Question

I have a foolish question. But I don't understad it. Could you help me?

Why the following 2 are equivalent? 1. (Y,f) is a universal categorical quotient of X by G. 2. for all affine schemes Y',and morphisms Y' -> Y, if f':X' -> Y' is the base extension,then (Y',f') is a categorical quotient of X' by G.

Answer 1

I assume that by "universal categorical quotient" you mean a morphism $f\colon X\to Y$ that is a categorical quotient, and stays so after any base change $Y'\to Y$.

Then the implication (1)$\Rightarrow$(2) is obvious, and for the other, take any $G$-invariant morphism $g\colon X'\to Z$, and an affine covering $U_i$ of $Y$. Call $f'\colon X'\to Y'$ the base change of $f$.

For any $i$ the map $f'^{-1}(U_i)\to U_i$ will be a categorical quotient by (2) since it is an affine base-change of $f$, and so the restriction $g|_{f'^{-1}(U_i)} \colon f'^{-1} (U_i) \to Z$, being $G$-invariant, will factor through $U_i$. Since this factorization is canonical, those with different $i$'s will be compatible in the intersections (cover it with affines), and in the end you get a (unique) factorization $X'\to Y'\to Z$ for $g$, showing that $f'$ is a categorical quotient.

Answer 2

The morphism $f:X\to Y$ is a categorical quotient iff for all schemes $Z$, all $G$-invariant morphisms $g:X\to Z$ factor uniquely through a morphism $h:Y\to Z$ such that $g=h$, and $f$ is a universal categorical quotient if for all $Y'\to Y$, the morphism $f':X'=X\times_Y Y'\to Y'$ is a categorical quotient.

The answer to your question is an exercise in glueing.

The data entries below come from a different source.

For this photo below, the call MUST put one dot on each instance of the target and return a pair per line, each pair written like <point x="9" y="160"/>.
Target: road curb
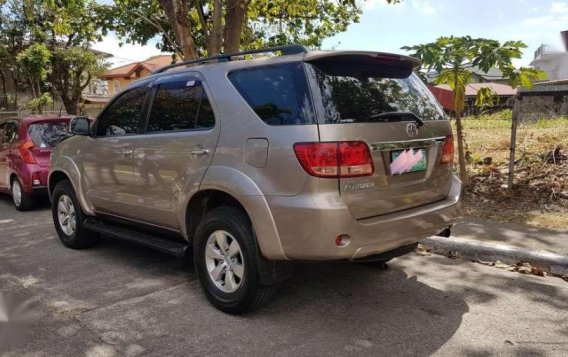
<point x="490" y="251"/>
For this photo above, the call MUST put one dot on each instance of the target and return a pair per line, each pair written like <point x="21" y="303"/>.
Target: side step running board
<point x="144" y="239"/>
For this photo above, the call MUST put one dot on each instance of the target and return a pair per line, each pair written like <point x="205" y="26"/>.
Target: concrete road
<point x="119" y="299"/>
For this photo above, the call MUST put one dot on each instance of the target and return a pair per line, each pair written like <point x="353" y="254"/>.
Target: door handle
<point x="127" y="152"/>
<point x="200" y="152"/>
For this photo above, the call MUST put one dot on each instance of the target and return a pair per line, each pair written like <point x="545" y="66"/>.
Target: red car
<point x="25" y="151"/>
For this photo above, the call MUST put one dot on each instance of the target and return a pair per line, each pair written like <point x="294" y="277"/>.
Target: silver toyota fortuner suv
<point x="252" y="162"/>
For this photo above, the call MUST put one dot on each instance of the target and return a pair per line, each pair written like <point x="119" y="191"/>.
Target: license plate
<point x="409" y="160"/>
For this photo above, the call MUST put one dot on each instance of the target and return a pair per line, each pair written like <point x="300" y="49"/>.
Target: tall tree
<point x="452" y="56"/>
<point x="193" y="28"/>
<point x="65" y="29"/>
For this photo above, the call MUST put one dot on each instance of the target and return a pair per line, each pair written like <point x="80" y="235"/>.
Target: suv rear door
<point x="376" y="99"/>
<point x="176" y="149"/>
<point x="107" y="157"/>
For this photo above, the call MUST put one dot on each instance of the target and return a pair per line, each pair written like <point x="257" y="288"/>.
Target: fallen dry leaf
<point x="538" y="271"/>
<point x="484" y="262"/>
<point x="452" y="254"/>
<point x="423" y="250"/>
<point x="501" y="265"/>
<point x="524" y="268"/>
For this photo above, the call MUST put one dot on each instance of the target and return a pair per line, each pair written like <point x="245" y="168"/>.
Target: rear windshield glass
<point x="48" y="134"/>
<point x="352" y="95"/>
<point x="278" y="94"/>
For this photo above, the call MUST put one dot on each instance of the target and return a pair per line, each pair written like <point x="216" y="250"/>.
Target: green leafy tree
<point x="33" y="62"/>
<point x="63" y="30"/>
<point x="452" y="56"/>
<point x="37" y="105"/>
<point x="72" y="71"/>
<point x="193" y="28"/>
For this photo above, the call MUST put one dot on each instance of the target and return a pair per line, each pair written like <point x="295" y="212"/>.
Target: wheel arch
<point x="230" y="186"/>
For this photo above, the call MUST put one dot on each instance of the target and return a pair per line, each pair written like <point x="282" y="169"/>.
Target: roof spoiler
<point x="363" y="57"/>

It is obvious that 1 implies 2. Conversely, if $Y'\to Y$ is a morphism then let

• $\{Y_i\}$ be a covering of $Y$ by open affines,
• $Y'_i$ and $X'_i$ the preimages in $Y'$ and $X'$,
• $\{Y'_{ijk}\}$ a covering of $Y'_{ij}:=Y'_i\cap Y'_j$ by open affines,
• $X'_{ijk}$ the preimage of $Y'_{ijk}$ in $X'$.

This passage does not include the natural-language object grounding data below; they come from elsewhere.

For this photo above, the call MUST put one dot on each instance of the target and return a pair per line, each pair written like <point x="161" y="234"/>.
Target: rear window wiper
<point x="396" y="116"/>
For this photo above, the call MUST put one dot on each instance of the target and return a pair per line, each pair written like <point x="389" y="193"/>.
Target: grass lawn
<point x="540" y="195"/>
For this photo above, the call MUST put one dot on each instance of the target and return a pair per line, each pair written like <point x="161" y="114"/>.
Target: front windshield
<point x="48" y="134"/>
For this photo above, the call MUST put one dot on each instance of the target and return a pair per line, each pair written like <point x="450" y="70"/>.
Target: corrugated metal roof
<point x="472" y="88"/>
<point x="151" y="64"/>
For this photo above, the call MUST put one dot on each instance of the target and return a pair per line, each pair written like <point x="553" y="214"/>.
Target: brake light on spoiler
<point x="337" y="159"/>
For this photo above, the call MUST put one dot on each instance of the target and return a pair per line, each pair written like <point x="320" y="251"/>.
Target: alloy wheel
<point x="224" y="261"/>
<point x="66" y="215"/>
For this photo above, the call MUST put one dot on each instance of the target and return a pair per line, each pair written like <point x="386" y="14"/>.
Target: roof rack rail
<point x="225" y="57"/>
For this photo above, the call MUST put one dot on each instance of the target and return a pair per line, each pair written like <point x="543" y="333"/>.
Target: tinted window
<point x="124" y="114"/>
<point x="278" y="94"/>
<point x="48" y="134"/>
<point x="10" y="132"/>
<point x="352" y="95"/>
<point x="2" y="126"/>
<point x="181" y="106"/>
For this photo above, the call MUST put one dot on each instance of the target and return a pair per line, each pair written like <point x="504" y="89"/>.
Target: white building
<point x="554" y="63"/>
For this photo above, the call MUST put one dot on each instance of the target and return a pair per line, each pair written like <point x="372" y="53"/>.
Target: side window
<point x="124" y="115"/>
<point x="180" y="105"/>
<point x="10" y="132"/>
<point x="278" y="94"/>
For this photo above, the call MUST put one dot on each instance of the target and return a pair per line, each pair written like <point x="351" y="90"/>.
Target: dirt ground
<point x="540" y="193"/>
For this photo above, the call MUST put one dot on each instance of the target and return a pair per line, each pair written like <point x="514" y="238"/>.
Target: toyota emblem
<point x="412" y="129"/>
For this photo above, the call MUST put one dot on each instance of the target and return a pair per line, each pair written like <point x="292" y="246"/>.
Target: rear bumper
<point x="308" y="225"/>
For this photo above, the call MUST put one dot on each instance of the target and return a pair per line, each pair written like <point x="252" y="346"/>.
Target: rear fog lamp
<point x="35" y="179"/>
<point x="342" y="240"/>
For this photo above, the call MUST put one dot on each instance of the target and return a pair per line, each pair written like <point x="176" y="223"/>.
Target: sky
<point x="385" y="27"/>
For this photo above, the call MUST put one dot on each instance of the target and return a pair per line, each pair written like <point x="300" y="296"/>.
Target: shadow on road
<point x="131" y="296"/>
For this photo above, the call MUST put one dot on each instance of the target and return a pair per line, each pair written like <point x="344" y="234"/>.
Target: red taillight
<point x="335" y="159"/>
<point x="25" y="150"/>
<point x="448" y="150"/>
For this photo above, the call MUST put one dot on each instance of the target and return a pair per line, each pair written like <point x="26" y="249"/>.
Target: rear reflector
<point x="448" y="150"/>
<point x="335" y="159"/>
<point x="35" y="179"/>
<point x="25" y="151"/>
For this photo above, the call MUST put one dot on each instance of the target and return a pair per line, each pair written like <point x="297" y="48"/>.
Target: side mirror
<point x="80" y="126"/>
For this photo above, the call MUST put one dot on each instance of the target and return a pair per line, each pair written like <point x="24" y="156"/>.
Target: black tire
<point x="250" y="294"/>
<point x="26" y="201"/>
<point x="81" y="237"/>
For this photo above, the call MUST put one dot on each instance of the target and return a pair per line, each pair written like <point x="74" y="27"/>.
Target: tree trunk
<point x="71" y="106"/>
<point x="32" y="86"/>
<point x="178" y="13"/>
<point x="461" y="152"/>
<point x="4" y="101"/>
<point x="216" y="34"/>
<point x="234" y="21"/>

By the assumption, the morphisms $X'_i\to Y'_i$ and $X'_{ijk}\to Y'_{ijk}$ are categorical quotients. Therefore if $X'\to Z'$ is a $G$-invariant morphism then for each $i$ there is an induced morphism $h_i:Y'_i\to Z'$ obtained from the invariant map $X'_i\to X'\to Z'$. Moreover the restrictions of $h_i$ and $h_j$ to each open affine $Y'_{ijk}$ coincide, being obtained from the invariant map $X'_{ijk}\to X'\to Z'$, and hence coincide on $Y'_{ij}$. It follows that the $h_i$ glue together into a morphism $Y'\to Z'$ that answers the question.